3. Every New Place Feels Exactly the Same
When I’ve been on the road for a long time, new places start to lose their shine. I arrive in a new city, and I’m instantly bored. I don’t bother going to see the famous local cathedral, because I know it’s going to look exactly like the 100 before it. I get to a new Central American town, and I’m irritated because the buildings are all the same cinder-block structures as the last town. There’s nothing new to discover, anywhere in the world.
Obviously, none of those things are true. It’s not the place that’s the problem — it’s me! When you have travel burnout, it’s impossible to see and appreciate those delightful little details that set each place apart.
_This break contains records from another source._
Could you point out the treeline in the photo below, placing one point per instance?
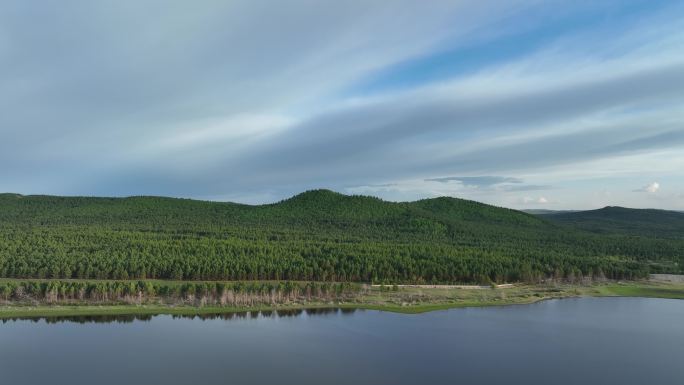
(316, 236)
(195, 293)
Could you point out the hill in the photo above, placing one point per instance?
(621, 220)
(317, 235)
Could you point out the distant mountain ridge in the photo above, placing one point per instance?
(317, 235)
(621, 220)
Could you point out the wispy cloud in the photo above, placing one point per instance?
(477, 181)
(651, 188)
(241, 101)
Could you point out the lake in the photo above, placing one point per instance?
(569, 341)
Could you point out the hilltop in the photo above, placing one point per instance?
(316, 235)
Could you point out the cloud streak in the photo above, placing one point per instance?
(242, 100)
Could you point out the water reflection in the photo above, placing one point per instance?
(129, 318)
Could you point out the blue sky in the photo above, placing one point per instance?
(523, 104)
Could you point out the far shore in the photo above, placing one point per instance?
(408, 299)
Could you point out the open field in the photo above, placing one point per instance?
(388, 298)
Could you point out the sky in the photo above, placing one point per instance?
(523, 104)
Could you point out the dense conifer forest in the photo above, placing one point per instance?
(315, 236)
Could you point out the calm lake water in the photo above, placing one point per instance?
(571, 341)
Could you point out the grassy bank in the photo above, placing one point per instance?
(400, 300)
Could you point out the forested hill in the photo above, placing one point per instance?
(620, 220)
(316, 235)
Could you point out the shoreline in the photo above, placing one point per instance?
(405, 300)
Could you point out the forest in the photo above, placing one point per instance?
(318, 235)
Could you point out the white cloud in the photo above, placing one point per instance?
(651, 188)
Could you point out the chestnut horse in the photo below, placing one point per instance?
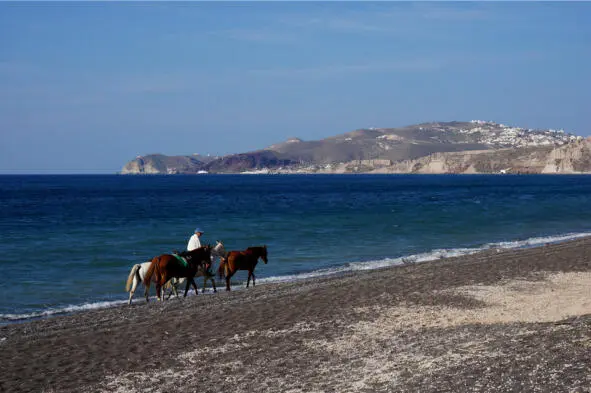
(217, 251)
(241, 260)
(167, 266)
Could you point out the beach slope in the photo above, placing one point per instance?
(497, 321)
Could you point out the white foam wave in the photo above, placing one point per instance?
(426, 257)
(60, 310)
(350, 267)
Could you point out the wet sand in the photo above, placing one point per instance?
(497, 321)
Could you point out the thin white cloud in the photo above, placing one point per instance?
(337, 70)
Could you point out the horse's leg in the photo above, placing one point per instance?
(175, 289)
(190, 281)
(228, 275)
(133, 288)
(172, 288)
(159, 285)
(194, 284)
(212, 278)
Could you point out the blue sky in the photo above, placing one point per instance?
(85, 87)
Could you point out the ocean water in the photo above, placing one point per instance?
(67, 243)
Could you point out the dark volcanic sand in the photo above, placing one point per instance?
(415, 328)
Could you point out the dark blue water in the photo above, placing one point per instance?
(68, 242)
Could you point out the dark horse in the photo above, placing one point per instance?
(167, 266)
(241, 260)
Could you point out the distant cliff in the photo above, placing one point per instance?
(452, 147)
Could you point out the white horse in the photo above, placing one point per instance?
(138, 272)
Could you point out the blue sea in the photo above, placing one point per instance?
(68, 242)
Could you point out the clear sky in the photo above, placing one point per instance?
(86, 87)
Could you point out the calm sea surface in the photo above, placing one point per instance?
(68, 242)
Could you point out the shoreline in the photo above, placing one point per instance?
(472, 322)
(351, 267)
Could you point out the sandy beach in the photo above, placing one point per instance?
(497, 321)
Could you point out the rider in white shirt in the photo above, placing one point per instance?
(194, 241)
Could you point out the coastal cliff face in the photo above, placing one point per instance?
(572, 158)
(453, 147)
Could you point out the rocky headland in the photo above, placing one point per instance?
(428, 148)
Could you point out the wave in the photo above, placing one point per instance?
(349, 267)
(428, 256)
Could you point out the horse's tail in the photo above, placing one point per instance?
(170, 283)
(221, 268)
(132, 274)
(153, 267)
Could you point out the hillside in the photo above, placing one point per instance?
(440, 147)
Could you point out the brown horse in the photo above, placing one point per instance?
(241, 260)
(167, 266)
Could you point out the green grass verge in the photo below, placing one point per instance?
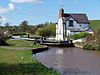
(21, 62)
(95, 24)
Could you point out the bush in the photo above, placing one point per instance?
(18, 34)
(80, 35)
(89, 47)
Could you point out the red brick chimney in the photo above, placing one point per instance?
(61, 13)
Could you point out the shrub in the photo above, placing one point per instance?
(18, 34)
(89, 47)
(80, 35)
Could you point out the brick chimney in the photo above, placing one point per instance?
(61, 13)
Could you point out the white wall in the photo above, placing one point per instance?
(59, 30)
(75, 24)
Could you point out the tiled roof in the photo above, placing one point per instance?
(80, 18)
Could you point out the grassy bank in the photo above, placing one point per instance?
(95, 24)
(20, 62)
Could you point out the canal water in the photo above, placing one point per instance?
(71, 61)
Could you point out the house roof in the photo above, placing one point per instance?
(80, 18)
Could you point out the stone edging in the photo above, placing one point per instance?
(37, 50)
(79, 46)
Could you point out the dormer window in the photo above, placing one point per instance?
(71, 23)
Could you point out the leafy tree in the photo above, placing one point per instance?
(24, 26)
(48, 30)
4. You Stop Making Instagram Stories
I love making Instagram stories when I travel; they’re such a fun way to share little in-the-moment reactions with my friends and family back home. Often, my stories are filled with the small joys of travel: an older couple taking a jumping picture by the Colosseum, or a hilarious English t-shirt in Asia. These are little things I might forget to add to a blog post, but they make me smile throughout the day.
When I start getting messages that say, “Are you alive? You haven’t made an Instagram story lately!”, I know there’s a problem. This is like the canary in the coal mine — it happens early, when I’m in the very beginning stages of burnout.
Of course, your sign might be different. You might stop texting your friends, or write fewer emails, or post less often on Facebook.
5. The Biggest Sign of Travel Burnout: Your Friends Tell You to Stop
I don’t know about you, but my best friend always knows when I’m burned out before I do. He sees that subtle shift in the way I talk about things, even when I don’t know it’s happening. If your friends start asking you if you’re alright, or expressing concern that you’re dealing with travel fatigue, or flat-out telling you to come home, take it as a sign. Those people know you, love you, and want the best for you — it’s probably a good idea to listen to them!
The good news? Once you know that you’re getting burned out on travel, you can take action. Go home and let your mom feed you for a couple of weeks. Hole up in an Airbnb and pretend to be a normal person for a month. Stay with a friend and surround yourself with the laughter and familiarity you miss. With a little bit of comfort and self-care, you can beat travel burnout and get back on the road. (Or not; no judgement here!)